Now I'm working with all caps so I don't have any descenders, but Illustrator goes ahead and invents descenders in its mind. So if you want to tighten things up here, you need to bring back transform by clicking on its eyeball, once again, in order to turn it on. Then, click on the word Transform in order to bring it up on-screen. And we'll still scale the pattern by 75%, let's say. We'll see if that works. But I'm going to decrease the Vertical Move value. Because when you reduce the Vertical Move value, you move things upward. When you increase the value, you move stuff downward.
Anyway, I'll go ahead and turn on the Preview check box so I can see what I'm doing. Then, I'll click inside the vertical value and I'll press shift + down arrow until I move that gradient all the way to the top of the letters and you can see that we now have a lot less darkness down at the bottom of these characters. What if you want to flip it? That is to say, you don't want the gradient to extend from top to the bottom. You want it to extend from the bottom to the top. Then, you just go ahead and turn on the Reflect Y check box right here.
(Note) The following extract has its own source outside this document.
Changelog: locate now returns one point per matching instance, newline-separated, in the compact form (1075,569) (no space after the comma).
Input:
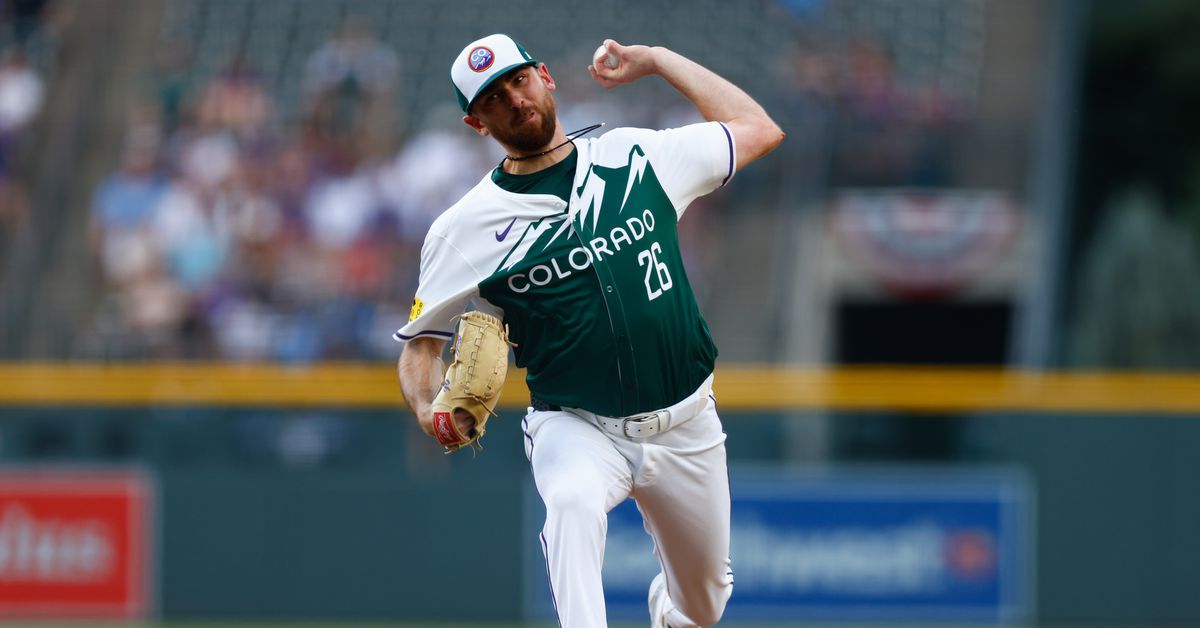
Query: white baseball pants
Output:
(679,480)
In which case you're going to have to increase the vertical value and I'm just going to take that negative sign in front of 50 points and press the backspace key and then press the tab key in order to assign a Vertical Move value of positive 50 points.
You can also use the rotate value here. In order to change the direction of that gradient. So, in other words, instead of having a go from bottom to top, we want it to go side to side, so I'll change the Angle value to 90 degrees and we will see we end up with. This is something of a mess of course as you can see here, so we'd have to increase the horizontal and vertical values in order to spread the gradient across the letters. Make some other modifications as well. Anyway, I like things the way they were just a moment ago with an Angle value of zero degrees, so I'll go ahead and click OK.
Now the next swatch assigns a darker gradient. It goes from 50% to 100% so it starts 50% At the top, in our case, because of the transform effect, and extends down to total darkness at the bottom. What if you want an undulating gradient? Why then, you have these undulating options right here. You can either go with Undulating Coarse Dots, which looks like this, or Undulating Fine Dots, which looks like this. I'm going to go with the coarse dots, alright? So I'll click this second to last swatch right there.
And then I'll go ahead and hide this floating panel. And of course, that's not really what I want. So I'll go ahead and click on the word Transform under Fill in order to bring up the Transform Effect dialogue box. And we don't really need to reflect the gradient anymore. So I'll turn on the Preview check box just so you can see what I'm talking about. And I'll turn off Reflect Y. Doesn't really make any difference because we were just reflecting things vertically. And this is a horizontal gradient. If you want it to be a vertical gradient though, of course, you can change that angle value to 90 degrees and you end up with this effect here.
All right. That's not what I'm looking for though. So I'll change this back to zero degrees and I'll increase the Horizontal scale value to 200% and that gives me these elliptical dots as opposed to circular ones because the Vertical value is still set to 75%. So don't we take care of that by changing the Vertical value to 200% as well, and we end up with this effect here. I'll go ahead and click OK in order to accept that change. And that, friends, is how you assign and modify one of the five custom gradient dot patterns that ships along with Illustrator.